Обсуждение: Parallel sequential scans

Поиск
Список
Период
Сортировка

Parallel sequential scans

От
Steve Atkins
Дата:
I'm doing some reporting-type work with PG, with the vast
majority of queries hitting upwards of 25% of the table, so
being executed as seq scans.

It's a fairly large set of data, so each pass is taking quite
a while, IO limited. And I'm looking at doing dozens of
passes.

It would be really nice to be able to do all the work with a
single pass over the table, executing all the queries in
parallel in that pass. They're pretty simple queries, mostly,
just some aggregates and a simple where clause.

There are some fairly obvious ways to merge multiple
queries to do that at a SQL level - converting each query
into a function and passing each row from a select * to
each of the functions would be one of the less ugly.

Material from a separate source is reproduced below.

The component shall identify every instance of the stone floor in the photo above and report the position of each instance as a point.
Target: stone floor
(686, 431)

Or I could fire off all the queries simultaneously and hope
they stay in close-enough lockstep through a single pass
through the table to be able to share most of the IO.

Is there a commonly used trick to doing this that I should
know about?

Cheers,
   Steve




Re: Parallel sequential scans

От
Tom Lane
Дата:
Steve Atkins <steve@blighty.com> writes:
> I'm doing some reporting-type work with PG, with the vast
> majority of queries hitting upwards of 25% of the table, so
> being executed as seq scans.
> ...
> It would be really nice to be able to do all the work with a
> single pass over the table, executing all the queries in
> parallel in that pass. They're pretty simple queries, mostly,
> just some aggregates and a simple where clause.

> There are some fairly obvious ways to merge multiple
> queries to do that at a SQL level - converting each query
> into a function and passing each row from a select * to
> each of the functions would be one of the less ugly.

> Or I could fire off all the queries simultaneously and hope
> they stay in close-enough lockstep through a single pass
> through the table to be able to share most of the IO.

I have not tried this sort of thing, but right offhand I like the second
alternative.  The "hope" is more well-founded than you seem to think:
whichever process is currently ahead will be slowed by requesting I/O,
while processes that are behind will find the pages they need already in
shared buffers.  You should definitely see just one read of each table
page as the parallel scans advance, assuming you don't have an
unreasonably small number of buffers.

Another reason, if you have more than one CPU in your machine, is that
multiple processes can make use of multiple CPUs, whereas the
one-fancy-query approach doesn't parallelize (at least not without
Bizgres or some such).

And lastly, you can just try it without sweating hard to convert the
queries ;-).  So try it and let us know how it goes.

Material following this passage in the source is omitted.